Re: Proposal for Unicode Character Mapping Format Description
From: Mark Davis
I had started writing this to document the format used for the mapping tables on the website. These formats are somewhat ad-hoc, but I tried to follow what existed on the website where possible. I did introduce a few new conventions that would allow the data to be fleshed out in a standard way in the future.
Draft, 10-15 MED
The Unicode website provides character mappings to and from Unicode for a number of different code pages for use in character code conversion (also called charset or code page transcoding). Some of these mappings are supplied by the Unicode Consortium; others are supplied directly by the vendors. This document describes the format for those files.
In all cases, comments start with '#', and continue to the end of the line. For historical reasons, a number of comment lines may actually have significant data; these are described below. Line ends may be CR, LF, or CRLF. Whitespace between items consists of one or more spaces or tabs in arbitrary combination. Whitespace between '#' and the following comment is optional.
This file describes the recommended format for the mapping files, and gives directions for creating new files. Most of the files on the Unicode site are supplied by vendors, and may not yet have been updated to this format.
Before discussing the format, it is important to review some necessary concepts.

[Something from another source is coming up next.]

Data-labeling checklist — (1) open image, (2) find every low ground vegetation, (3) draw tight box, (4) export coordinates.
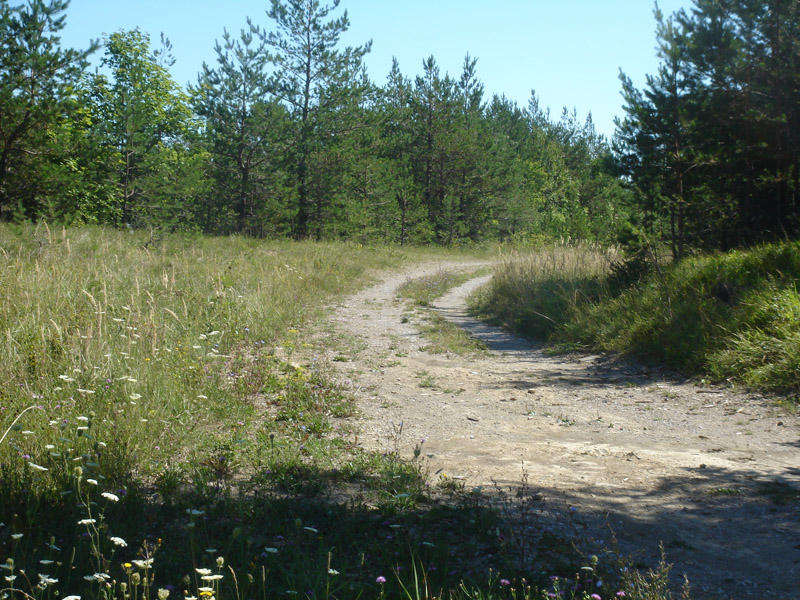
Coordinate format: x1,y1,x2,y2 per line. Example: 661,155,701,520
0,226,680,600
475,242,800,396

Client software may need to distinguish the different types of mismatches that can occur when transcoding data to and from Unicode. These fall into the following categories:
Unassigned characters are treated as a single code point: for example, 0xA3BF is treated as a single code point when mapping into Unicode from CP950. The actual conversion routines will typically handle an unassigned value in a variety of ways (depending on the parameters passed in), such as:
Illegal values represent some corruption of the data stream. Conversion routines may be directed to handle this in a different way than by replacement characters. For example, a routine might map unassigned characters to a substitution character, but throw an exception on illegal values.
It is important that a mapping file be a complete description. From the data in the file, it should be possible to tell for any sequence of bytes whether that sequence is assigned, unassigned, incomplete, or illegal.
A mapping file begins with a comment header with the following information.
# Name: <name of the encoding> # Description: <should be complete enough to distinguish from others> # Ordering: <visual or logical for bidirectional scripts> # Aliases: <common alternative names for the encoding> # Unicode version: <Unicode version> # Table version: <current table version> # Date: <date: ideally YYYY-MM-DD> # Contact: <email for maintainers> # Change History: # <comments on changes from previous to current> #... # <comments on changes from first to second> # General notes: # <optional material>
The header is then followed by the data, which is in one of the following forms.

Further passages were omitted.